While headline numbers have held up, signs of strain are becoming evident beneath the surface. Industrial production hit a nine-month low in May, power demand and vehicle sales have cooled, and credit growth is moderating.
Air traffic, a proxy for higher-end consumption, is also decelerating. But activity at the base of the pyramid, which had been long muted is now showing signs of revival.
“The lower part of the pyramid is gradually growing, while the top, having been the flag-bearer of growth since COVID, has lost some momentum,” Bernstein said.
Tractor sales have picked up, two-wheeler retail is outpacing four-wheelers, and rural indicators have strengthened following strong monsoon onset.
Meanwhile, real estate sales in top-tier cities have slumped to an eight-quarter low.
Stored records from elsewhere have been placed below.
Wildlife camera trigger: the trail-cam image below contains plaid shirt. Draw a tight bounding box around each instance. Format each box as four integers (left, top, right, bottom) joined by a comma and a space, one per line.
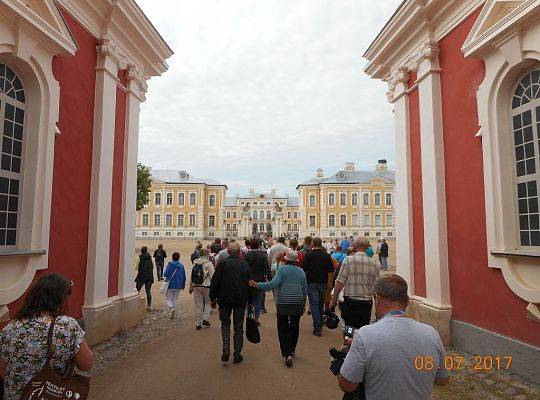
337, 253, 379, 300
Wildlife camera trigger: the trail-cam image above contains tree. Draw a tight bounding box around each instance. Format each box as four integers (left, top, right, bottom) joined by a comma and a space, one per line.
137, 163, 152, 211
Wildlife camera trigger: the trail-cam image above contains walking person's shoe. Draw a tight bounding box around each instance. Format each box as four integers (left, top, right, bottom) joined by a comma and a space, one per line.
221, 350, 229, 362
233, 354, 244, 364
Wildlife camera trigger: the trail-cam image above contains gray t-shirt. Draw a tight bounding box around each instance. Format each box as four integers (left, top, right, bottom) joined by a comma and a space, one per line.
341, 316, 448, 400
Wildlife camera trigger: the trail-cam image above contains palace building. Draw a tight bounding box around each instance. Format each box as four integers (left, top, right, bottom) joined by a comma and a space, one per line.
137, 160, 395, 239
364, 0, 540, 382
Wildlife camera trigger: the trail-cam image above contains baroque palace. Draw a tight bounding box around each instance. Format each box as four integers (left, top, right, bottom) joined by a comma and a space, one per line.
137, 160, 395, 239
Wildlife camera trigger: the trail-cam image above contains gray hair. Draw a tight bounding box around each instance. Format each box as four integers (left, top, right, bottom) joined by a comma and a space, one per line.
373, 274, 409, 303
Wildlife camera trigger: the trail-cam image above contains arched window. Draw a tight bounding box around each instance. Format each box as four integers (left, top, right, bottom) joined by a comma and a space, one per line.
0, 64, 26, 247
512, 69, 540, 247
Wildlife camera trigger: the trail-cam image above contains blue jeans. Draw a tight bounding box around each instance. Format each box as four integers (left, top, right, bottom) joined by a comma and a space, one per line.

The brokerage argued that the divergence should not be viewed as a temporary anomaly but rather as a structural shift in the distribution of growth.
"It’s better to see it as a phase where the existing gap is gradually being bridged," the note said.
Bernstein expects India’s growth to stabilise around 6.5%, cautioning against expectations of a return to sustained 8%+ expansion without stronger catalysts.
Despite some resilience in sectors like steel, coal and cement, the broad trend suggests moderation rather than acceleration.
One bright spot is capital expenditure. Government capex surged 54% year-on-year in April-May, albeit off a low base.
Private capex is growing at 10%, slightly below recent trends, though improving liquidity and favourable external signals, including clarity on U.S. tariffs and consumer recovery, could offer further support.
“While not expected to be spectacular year, capex can’t be worse than the previous year,” Bernstein said, signalling tempered optimism in an otherwise cautious outlook.